Abruptly, I stop daydreaming about the study and concentrate on swimming again. Left. Right. Left. Breathe. When I finally lift my head over the water again, I realize I am surrounded by an impenetrable fog. I cannot see more than half a meter ahead. There should not be any fog over the ocean this time of the year in Southern Italy, but I feel a strange calmness. It feels almost like … relief. Maybe I will be reunited with my team sooner than I thought. “Turbo Turtles forever!”, I yell, and I feel how the alpha waves get stronger and stronger.

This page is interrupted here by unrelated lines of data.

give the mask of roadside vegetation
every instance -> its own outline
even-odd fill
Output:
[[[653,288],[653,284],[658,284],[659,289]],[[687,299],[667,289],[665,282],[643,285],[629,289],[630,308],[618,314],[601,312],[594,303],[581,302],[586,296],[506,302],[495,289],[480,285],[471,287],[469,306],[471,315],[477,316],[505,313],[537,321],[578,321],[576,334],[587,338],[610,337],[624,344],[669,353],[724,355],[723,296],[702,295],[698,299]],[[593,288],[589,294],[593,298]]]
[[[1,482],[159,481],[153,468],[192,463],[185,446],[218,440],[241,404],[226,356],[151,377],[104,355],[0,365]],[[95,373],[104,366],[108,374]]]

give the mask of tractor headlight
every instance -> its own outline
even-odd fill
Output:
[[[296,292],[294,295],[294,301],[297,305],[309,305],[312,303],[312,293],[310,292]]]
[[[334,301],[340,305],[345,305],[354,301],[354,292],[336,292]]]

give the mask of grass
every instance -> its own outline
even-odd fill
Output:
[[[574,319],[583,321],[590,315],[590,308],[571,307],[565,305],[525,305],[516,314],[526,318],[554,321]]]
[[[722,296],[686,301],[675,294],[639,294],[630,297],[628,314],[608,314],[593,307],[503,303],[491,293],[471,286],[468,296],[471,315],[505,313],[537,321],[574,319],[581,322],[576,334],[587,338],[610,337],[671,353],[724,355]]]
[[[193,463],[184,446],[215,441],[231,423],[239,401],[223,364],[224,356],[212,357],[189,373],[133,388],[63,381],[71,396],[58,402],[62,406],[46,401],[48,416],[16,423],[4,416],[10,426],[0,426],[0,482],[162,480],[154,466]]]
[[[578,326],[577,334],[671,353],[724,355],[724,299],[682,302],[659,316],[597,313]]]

My left hand hits the choppy waves, and I race through the ocean like an orca.
This story was originally written in English.
The paper
Klapprott, M., & Debener, S. (2023). Flooding brain waves: Mobile EEG Acquisition During Freestyle Swimming. Poster Presentation at the Psychologie und Gehirn meeting 2023, Tübingen, Germany. https://twitter.com/mBrainTrain/status/1667134065063993345
Klapprott, M., & Debener, S. (2024). Mobile EEG for the study of cognitive-motor interference during swimming?. Frontiers in Human Neuroscience, 18, 1466853. https://doi.org/10.3389/fnhum.2024.1466853
Connection between story and paper
EEG (Electroencephalography) is a widely used technique to assess brain waves. It has traditionally been used largely in laboratory settings, but the recent development of mobile EEG systems has allowed EEG recording in real-life settings, such as driving a car or bungee jumping. Since EEG measures electricity, recordings during swimming are notoriously difficult due to the conductive properties of water. Klapprott & Debener (2023) have shown that it is technically possible, which is an impressive scientific achievement and a major breakthrough in mobile EEG research. In the study cognitive-motor interference was investigated and the focus was on the P300, a so-called event-related potential (ERP), that was recorded during a so-called oddball task. This is a common EEG task in which many common and few rare acoustic stimuli are presented. In the study acoustic stimuli were presented over earphones under a swimming cap. In the story, alpha waves which have been associated with relaxation are measured instead. Why this was not done in the study, the technique used in the study would make it possible to assess these and other brain waves which is an important step forward towards a neuroscience of swimming.
The author
Sebastian Ocklenburg is a book author, blogger, and neuroscientist working with EEG. He also likes to go swimming.